Formation continue: Le raisonnement par analogie, la reconnaissance de la protection constitutionnelle du droit de grève et la théorie conséquentialiste

Formation continue: Le raisonnement par analogie, la reconnaissance de la protection constitutionnelle du droit de grève et la théorie conséquentialiste

Date: 
Jeudi 22 mars 2012
Type d'événement: 
Formation continue

À l'invitation de la Chaire de rédaction juridique Louis-Philippe-Pigeon, Me Sébastien Lafrance présentera une activité de formation intitulée « Le raisonnement par analogie, la reconnaissance de la protection constitutionnelle du droit de grève et la théorie conséquentialiste ». Cet événement gratuit aura lieu le jeudi 22 mars de 11 h 30 à 12 h 30 à la salle 2419 du pavillon Charles-De Koninck.

Me Sébastien Lafrance, LL.B. (UQÀM), B.Sc. (Université de Montréal), est avocat au service juridique de la Cour suprême du Canada, professeur à temps partiel (Université d’Ottawa) et doctorant en droit (Université Laval). Il a été auxiliaire juridique auprès de l’honorable Marie Deschamps, juge à la Cour suprême du Canada (2010-2011) et auprès du juge en chef de la Cour d’appel du Québec, l’honorable Michel Robert (2008-2009).

Résumé de l’activité :

Le 8 juin 2007, la Cour suprême du Canada rendait l’arrêt Health Services and Support – Facilities Subsector Bargaining Assn. c. Colombie-Britannique, [2007] 2 R.C.S. 391, transformant fondamentalement l’interprétation donnée jusqu’alors à la liberté d’association protégée par l’alinéa 2d) de la Charte canadienne en y incluant la négociation collective.
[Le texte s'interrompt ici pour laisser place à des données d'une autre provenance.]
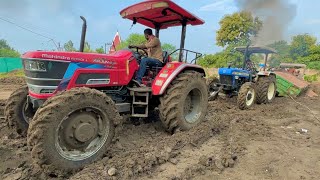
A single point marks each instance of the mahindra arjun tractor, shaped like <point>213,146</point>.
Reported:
<point>247,82</point>
<point>73,100</point>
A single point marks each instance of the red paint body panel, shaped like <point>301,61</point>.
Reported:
<point>93,58</point>
<point>169,73</point>
<point>152,9</point>
<point>121,65</point>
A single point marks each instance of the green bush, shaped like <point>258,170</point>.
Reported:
<point>311,78</point>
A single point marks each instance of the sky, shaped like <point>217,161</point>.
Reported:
<point>60,20</point>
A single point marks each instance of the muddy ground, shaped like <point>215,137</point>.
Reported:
<point>275,141</point>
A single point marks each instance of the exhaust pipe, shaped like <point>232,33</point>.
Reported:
<point>83,34</point>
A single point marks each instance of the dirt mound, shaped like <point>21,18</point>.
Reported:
<point>260,143</point>
<point>12,80</point>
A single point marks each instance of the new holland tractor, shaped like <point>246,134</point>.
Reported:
<point>72,100</point>
<point>247,82</point>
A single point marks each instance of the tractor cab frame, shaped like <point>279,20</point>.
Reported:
<point>163,14</point>
<point>248,83</point>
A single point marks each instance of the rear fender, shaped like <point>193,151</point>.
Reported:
<point>169,72</point>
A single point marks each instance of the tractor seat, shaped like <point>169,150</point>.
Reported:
<point>165,56</point>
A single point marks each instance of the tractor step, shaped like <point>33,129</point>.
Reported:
<point>140,89</point>
<point>140,103</point>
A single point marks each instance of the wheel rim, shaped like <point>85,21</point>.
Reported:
<point>192,108</point>
<point>27,112</point>
<point>81,134</point>
<point>271,91</point>
<point>250,97</point>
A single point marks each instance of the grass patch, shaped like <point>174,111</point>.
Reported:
<point>15,73</point>
<point>312,78</point>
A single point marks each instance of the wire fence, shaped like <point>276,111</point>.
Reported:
<point>10,64</point>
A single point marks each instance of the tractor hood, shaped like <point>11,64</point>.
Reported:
<point>92,58</point>
<point>234,72</point>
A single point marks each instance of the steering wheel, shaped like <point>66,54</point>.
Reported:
<point>145,53</point>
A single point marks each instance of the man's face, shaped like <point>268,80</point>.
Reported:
<point>146,36</point>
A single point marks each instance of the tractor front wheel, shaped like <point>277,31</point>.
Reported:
<point>18,112</point>
<point>72,130</point>
<point>185,102</point>
<point>266,89</point>
<point>246,96</point>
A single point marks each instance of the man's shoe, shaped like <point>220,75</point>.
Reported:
<point>138,83</point>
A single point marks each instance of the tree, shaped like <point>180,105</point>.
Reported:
<point>313,59</point>
<point>300,46</point>
<point>133,39</point>
<point>6,50</point>
<point>69,46</point>
<point>283,53</point>
<point>237,28</point>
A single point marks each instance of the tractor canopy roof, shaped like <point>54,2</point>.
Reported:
<point>160,14</point>
<point>256,49</point>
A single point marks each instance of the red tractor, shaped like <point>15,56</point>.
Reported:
<point>72,100</point>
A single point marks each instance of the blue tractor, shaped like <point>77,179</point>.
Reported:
<point>250,84</point>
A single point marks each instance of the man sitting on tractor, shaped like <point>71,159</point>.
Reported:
<point>153,46</point>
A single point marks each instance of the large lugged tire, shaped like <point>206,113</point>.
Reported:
<point>266,89</point>
<point>246,96</point>
<point>16,112</point>
<point>185,103</point>
<point>71,130</point>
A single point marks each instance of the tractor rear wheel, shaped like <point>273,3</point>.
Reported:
<point>71,130</point>
<point>18,112</point>
<point>246,96</point>
<point>266,89</point>
<point>185,103</point>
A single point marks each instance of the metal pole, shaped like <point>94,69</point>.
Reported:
<point>183,38</point>
<point>265,62</point>
<point>157,32</point>
<point>83,34</point>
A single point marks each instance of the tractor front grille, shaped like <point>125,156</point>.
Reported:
<point>227,80</point>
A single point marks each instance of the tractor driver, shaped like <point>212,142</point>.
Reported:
<point>153,46</point>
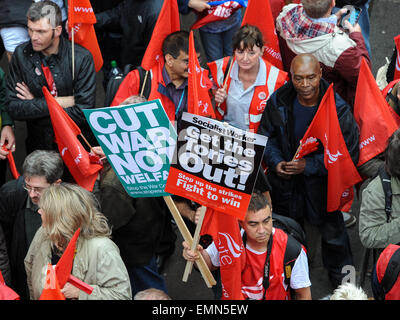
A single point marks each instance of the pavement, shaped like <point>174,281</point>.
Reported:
<point>383,14</point>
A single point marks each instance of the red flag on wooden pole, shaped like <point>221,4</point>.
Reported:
<point>199,101</point>
<point>81,19</point>
<point>373,116</point>
<point>51,290</point>
<point>75,157</point>
<point>258,13</point>
<point>397,65</point>
<point>342,173</point>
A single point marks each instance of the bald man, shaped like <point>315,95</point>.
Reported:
<point>299,188</point>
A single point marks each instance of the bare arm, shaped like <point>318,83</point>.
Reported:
<point>190,255</point>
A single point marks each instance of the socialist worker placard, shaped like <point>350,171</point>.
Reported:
<point>215,164</point>
<point>138,141</point>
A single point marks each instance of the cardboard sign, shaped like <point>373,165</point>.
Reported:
<point>138,141</point>
<point>216,164</point>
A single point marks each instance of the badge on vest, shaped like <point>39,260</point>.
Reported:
<point>247,119</point>
<point>262,95</point>
<point>37,71</point>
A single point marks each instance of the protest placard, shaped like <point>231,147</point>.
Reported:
<point>216,164</point>
<point>138,141</point>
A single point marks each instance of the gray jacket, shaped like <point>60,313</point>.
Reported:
<point>97,262</point>
<point>374,231</point>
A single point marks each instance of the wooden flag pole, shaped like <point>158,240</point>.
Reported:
<point>196,238</point>
<point>297,151</point>
<point>73,53</point>
<point>201,264</point>
<point>144,83</point>
<point>226,79</point>
<point>87,142</point>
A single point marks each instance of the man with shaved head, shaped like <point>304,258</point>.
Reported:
<point>299,188</point>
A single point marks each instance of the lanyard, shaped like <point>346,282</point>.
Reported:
<point>267,262</point>
<point>180,102</point>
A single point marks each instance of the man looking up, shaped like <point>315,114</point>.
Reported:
<point>19,209</point>
<point>299,188</point>
<point>46,60</point>
<point>258,230</point>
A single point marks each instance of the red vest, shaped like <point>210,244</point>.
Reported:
<point>275,79</point>
<point>252,277</point>
<point>381,265</point>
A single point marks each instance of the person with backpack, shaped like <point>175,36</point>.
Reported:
<point>167,80</point>
<point>265,274</point>
<point>385,282</point>
<point>245,82</point>
<point>380,206</point>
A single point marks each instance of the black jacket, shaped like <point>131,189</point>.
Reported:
<point>13,13</point>
<point>304,194</point>
<point>137,19</point>
<point>4,260</point>
<point>141,227</point>
<point>25,66</point>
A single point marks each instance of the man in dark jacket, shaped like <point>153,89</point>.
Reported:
<point>299,188</point>
<point>26,77</point>
<point>19,201</point>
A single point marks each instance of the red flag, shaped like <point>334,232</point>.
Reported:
<point>75,157</point>
<point>82,18</point>
<point>226,235</point>
<point>258,13</point>
<point>11,163</point>
<point>397,68</point>
<point>385,92</point>
<point>372,113</point>
<point>51,290</point>
<point>64,265</point>
<point>216,13</point>
<point>6,293</point>
<point>342,174</point>
<point>167,22</point>
<point>199,101</point>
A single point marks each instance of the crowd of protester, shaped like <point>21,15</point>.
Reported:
<point>124,242</point>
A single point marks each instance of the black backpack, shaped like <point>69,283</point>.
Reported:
<point>114,83</point>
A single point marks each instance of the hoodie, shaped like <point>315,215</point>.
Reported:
<point>339,53</point>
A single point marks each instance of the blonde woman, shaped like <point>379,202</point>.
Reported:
<point>64,208</point>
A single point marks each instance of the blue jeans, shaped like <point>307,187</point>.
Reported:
<point>146,277</point>
<point>217,45</point>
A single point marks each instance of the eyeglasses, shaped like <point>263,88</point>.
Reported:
<point>37,190</point>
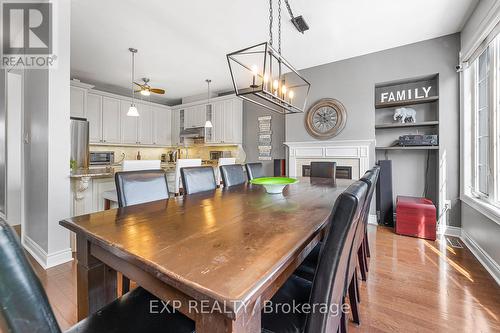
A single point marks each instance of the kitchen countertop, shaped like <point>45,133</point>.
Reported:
<point>109,172</point>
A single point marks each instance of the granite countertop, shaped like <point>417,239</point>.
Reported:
<point>108,172</point>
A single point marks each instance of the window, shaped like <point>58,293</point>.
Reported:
<point>483,82</point>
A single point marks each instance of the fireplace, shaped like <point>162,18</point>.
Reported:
<point>342,172</point>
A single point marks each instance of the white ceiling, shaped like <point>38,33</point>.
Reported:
<point>181,43</point>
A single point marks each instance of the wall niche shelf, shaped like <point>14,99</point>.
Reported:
<point>415,169</point>
<point>408,148</point>
<point>407,102</point>
<point>400,125</point>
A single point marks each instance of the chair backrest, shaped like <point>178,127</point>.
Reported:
<point>223,161</point>
<point>232,175</point>
<point>324,169</point>
<point>24,306</point>
<point>136,187</point>
<point>133,165</point>
<point>198,179</point>
<point>182,163</point>
<point>329,282</point>
<point>254,170</point>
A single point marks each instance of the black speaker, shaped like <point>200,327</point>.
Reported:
<point>385,206</point>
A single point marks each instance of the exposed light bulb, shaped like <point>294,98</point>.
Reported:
<point>132,111</point>
<point>255,69</point>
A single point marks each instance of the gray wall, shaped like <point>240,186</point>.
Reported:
<point>250,134</point>
<point>352,81</point>
<point>485,232</point>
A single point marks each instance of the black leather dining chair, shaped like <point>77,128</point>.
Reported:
<point>254,170</point>
<point>329,285</point>
<point>370,178</point>
<point>198,179</point>
<point>24,306</point>
<point>232,175</point>
<point>324,169</point>
<point>136,187</point>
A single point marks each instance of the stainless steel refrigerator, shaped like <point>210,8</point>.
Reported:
<point>79,143</point>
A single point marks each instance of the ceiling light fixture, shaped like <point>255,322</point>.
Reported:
<point>132,110</point>
<point>263,76</point>
<point>208,123</point>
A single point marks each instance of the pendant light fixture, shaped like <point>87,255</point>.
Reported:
<point>208,123</point>
<point>132,110</point>
<point>263,76</point>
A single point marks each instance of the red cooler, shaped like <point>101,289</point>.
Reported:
<point>416,217</point>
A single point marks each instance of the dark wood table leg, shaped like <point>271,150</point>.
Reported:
<point>248,322</point>
<point>96,282</point>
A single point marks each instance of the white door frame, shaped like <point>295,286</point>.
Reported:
<point>22,192</point>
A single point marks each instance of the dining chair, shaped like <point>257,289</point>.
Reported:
<point>329,285</point>
<point>220,162</point>
<point>324,169</point>
<point>254,170</point>
<point>198,179</point>
<point>24,306</point>
<point>370,178</point>
<point>183,163</point>
<point>136,187</point>
<point>232,175</point>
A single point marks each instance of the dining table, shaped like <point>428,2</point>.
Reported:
<point>218,256</point>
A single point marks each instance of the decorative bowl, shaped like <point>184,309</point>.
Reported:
<point>274,185</point>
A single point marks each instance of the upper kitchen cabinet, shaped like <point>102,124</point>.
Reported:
<point>162,126</point>
<point>111,128</point>
<point>78,98</point>
<point>226,116</point>
<point>94,117</point>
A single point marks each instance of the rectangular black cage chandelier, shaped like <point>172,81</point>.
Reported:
<point>262,76</point>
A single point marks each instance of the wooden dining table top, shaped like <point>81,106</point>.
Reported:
<point>224,245</point>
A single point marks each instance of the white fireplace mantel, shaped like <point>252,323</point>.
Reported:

L’on sait que dans une trilogie de jugements rendus en 1987, la Cour avait considéré plutôt que le droit à la négociation collective était une création de la loi et non un droit constitutionnel. Cette conception semble bien révolue puisque dans l’arrêt Ontario (Procureur général) c. Fraser, 2011 CSC 20, rendu par la Cour suprême le 29 avril 2011, la juge en chef McLachlin et le juge LeBel, s’exprimant au nom de la majorité, ont précisé la portée de la liberté d’association telle qu’elle avait été définie dans Health Services, confirmant ainsi de facto les principes affirmés dans cet arrêt.

Depuis que la Cour suprême du Canada a reconnu le caractère constitutionnel du droit à la négociation collective, plusieurs auteurs prétendent que les tribunaux devraient, par analogie, reconnaître que le droit de grève jouit également d’une protection constitutionnelle. Dans son exposé, Me Lafrance posera un regard critique sur ce raisonnement par analogie. Il démontrera ensuite qu’un raisonnement inspiré de la théorie conséquentialiste pourrait expliquer le refus possible et éventuel des tribunaux d’inclure le droit de grève à la liberté d’association.